How long do Campbell's Hamsters live for?
They live about a year and a half to two years in captivity, but some have lived four years. Because they are smaller than the Syrians, they are harder to hold and these Campbell’s hamsters move fast. Indeed, they are quite social hamsters and normally are quite happy living together if introduced while they are young.
Sometimes, you may find the Campbell's hamster simply called a "dwarf hamster" in pet stores since they arrived in the UK in 1964. By the early 1970s, they became popular in both the UK and the USA.
What do Campbell's Hamsters eat?
Their main diet consists of grasses and other vegetation as well as grasshoppers and other insects for moisture and food value. Due to the arid areas where they live, the Campbell’s hamsters are very efficient at concentrating their urine to conserve water.

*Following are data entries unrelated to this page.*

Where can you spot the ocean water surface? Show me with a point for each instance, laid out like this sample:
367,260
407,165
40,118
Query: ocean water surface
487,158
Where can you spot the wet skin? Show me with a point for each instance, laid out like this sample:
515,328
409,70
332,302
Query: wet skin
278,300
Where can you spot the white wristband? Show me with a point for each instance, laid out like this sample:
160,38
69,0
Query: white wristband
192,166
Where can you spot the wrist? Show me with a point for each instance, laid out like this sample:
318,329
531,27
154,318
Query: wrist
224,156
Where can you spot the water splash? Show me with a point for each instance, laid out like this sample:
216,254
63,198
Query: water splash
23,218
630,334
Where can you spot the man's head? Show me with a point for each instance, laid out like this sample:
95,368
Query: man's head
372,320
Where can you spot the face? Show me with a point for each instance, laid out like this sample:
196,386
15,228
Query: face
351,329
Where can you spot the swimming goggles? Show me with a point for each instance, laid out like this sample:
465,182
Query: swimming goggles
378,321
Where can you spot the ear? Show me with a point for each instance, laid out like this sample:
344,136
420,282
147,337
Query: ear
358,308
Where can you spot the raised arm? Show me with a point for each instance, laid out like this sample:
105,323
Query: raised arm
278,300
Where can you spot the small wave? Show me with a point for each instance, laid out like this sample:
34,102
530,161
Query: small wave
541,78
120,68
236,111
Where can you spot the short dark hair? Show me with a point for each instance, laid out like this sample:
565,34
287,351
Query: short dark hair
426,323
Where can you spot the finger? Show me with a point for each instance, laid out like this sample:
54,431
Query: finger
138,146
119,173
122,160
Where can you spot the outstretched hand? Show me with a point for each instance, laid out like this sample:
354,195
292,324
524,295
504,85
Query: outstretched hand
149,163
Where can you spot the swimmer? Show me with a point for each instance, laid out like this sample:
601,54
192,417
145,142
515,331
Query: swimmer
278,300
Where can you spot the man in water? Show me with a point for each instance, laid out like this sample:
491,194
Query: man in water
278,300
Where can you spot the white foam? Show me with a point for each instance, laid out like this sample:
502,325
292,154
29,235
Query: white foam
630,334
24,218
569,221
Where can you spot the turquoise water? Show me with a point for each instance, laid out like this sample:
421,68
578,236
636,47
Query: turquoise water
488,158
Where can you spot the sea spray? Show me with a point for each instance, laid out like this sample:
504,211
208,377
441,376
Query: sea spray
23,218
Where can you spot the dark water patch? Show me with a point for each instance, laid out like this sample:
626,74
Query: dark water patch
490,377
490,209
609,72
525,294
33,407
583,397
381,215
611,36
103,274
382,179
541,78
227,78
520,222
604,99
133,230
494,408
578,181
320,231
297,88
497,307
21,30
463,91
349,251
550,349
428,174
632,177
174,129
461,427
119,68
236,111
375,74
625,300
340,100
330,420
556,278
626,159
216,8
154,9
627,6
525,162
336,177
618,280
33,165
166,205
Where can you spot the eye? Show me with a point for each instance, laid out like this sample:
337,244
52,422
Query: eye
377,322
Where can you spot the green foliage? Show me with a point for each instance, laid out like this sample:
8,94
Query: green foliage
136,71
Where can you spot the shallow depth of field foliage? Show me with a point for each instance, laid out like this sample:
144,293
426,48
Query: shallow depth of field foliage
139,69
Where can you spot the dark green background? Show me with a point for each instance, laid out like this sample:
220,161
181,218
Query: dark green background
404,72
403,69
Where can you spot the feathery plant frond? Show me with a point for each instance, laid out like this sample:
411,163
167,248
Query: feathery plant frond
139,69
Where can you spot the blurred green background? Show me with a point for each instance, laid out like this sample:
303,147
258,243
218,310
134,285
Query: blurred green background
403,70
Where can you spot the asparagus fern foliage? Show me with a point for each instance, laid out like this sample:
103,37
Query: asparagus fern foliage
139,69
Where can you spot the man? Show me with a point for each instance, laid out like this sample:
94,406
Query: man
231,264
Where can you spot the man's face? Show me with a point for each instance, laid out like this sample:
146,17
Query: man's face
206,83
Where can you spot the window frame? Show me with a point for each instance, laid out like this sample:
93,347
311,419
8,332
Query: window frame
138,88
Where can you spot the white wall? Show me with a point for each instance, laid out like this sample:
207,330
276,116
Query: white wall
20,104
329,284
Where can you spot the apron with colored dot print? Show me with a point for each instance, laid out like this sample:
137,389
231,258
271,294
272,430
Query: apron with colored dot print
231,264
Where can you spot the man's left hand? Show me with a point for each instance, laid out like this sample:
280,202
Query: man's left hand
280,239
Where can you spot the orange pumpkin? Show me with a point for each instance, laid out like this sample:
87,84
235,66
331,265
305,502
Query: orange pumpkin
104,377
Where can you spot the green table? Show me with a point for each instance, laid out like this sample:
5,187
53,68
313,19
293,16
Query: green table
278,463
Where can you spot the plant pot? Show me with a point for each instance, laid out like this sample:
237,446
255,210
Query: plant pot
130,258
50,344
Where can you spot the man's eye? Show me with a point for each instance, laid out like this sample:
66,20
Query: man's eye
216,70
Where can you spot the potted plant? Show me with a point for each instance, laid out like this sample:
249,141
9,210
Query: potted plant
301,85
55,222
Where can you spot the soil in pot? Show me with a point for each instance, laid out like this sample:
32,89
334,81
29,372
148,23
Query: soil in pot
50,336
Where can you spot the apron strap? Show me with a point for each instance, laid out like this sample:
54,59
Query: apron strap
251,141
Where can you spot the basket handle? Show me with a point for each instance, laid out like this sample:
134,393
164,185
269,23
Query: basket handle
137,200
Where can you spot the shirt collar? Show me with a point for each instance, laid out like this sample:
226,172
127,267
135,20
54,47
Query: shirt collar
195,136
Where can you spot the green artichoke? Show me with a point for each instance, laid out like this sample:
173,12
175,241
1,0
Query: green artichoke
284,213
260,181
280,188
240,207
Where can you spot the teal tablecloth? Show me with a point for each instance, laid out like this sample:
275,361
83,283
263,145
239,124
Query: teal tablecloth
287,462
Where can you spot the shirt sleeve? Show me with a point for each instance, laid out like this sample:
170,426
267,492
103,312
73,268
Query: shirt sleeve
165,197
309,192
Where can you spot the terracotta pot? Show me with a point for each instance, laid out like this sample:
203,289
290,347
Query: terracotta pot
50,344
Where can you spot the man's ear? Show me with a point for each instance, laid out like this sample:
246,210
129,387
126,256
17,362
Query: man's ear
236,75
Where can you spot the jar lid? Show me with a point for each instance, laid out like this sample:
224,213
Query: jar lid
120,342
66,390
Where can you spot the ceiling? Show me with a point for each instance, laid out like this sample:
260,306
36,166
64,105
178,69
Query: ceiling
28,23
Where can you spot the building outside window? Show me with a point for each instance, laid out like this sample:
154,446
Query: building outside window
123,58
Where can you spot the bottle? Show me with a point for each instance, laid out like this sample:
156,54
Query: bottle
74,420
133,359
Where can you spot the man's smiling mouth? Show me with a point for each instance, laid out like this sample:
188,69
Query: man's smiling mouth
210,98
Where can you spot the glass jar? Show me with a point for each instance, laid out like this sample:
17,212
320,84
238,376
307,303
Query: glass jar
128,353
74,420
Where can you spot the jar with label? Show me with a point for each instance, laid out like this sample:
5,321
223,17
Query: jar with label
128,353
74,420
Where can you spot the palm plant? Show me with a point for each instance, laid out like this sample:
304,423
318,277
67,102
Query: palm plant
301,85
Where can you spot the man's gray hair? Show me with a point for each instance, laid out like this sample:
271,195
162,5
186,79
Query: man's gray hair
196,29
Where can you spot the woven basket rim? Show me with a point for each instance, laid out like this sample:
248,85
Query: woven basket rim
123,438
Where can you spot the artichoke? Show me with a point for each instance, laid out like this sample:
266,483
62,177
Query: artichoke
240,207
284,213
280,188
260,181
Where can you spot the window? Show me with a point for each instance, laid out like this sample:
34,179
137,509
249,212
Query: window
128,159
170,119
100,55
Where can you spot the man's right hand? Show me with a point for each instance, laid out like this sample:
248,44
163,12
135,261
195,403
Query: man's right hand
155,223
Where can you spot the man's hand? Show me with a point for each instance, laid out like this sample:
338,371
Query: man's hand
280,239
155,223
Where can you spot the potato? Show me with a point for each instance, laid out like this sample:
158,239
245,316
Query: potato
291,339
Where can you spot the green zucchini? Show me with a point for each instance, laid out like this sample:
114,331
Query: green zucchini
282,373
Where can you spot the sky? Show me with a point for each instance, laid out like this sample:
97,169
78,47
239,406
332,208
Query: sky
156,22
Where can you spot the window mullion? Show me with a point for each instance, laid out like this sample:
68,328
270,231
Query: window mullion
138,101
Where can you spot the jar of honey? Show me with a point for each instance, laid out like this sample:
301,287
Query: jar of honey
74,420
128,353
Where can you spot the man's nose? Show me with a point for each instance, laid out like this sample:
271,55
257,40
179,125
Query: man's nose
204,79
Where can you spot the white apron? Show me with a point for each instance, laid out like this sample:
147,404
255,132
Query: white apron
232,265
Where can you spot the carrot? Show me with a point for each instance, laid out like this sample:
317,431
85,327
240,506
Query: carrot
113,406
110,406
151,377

In the wild, Campbell's hamsters awaken before dark. They mark their trail with scents from glands behind the ears on the lower abdomen. Before leaving the area of their burrow, they pause and groom themselves, rubbing their paws over their ears, around the eyes, and by rolling on the ground.
Because they are active for more hours a day than other hamsters, the Campbell's often travel farther away from their burrows in search of food. Indeed, the male Campbell's hamsters travel faster than the females, and because of this, they cover a much larger territory over the same amount of time.
All that extra activity from the Campbell's hamsters means that they need more effort and energy to live in their colder, drier, and more seasonal habitat than other hamsters and may be the reason that both Campbell's parents are involved in care of the young.
How do Campbell's Hamsters mate?
Unlike other hamsters, the male Campbell's really does play a substantial role in the survival of the young. The females dig a special nesting chamber just before they give birth, and line it with whatever is cosy and available – often dried grasses and sheep's wool. Campbell' s have a typical litter of eight pups with a gestation of eighteen to nineteen days.
The male then assists mechanically during delivery, licks and sniffs the young in the moments after the birth, and opens the pups' airways by clearing the nostrils. The father then continues to contribute to pup survival through direct care of the young.
He even hops into the nest when the mother is absent (as does an aunt to the young, if a female sibling of the mother is caged with the pair). As a result of the presence of these adults, pups are very rarely left alone in the nest and so are not subjected to cooling, which is an important survival factor when the pups are too small to maintain their own body temperature. The young then mature rapidly and reach sexual maturity in just four weeks.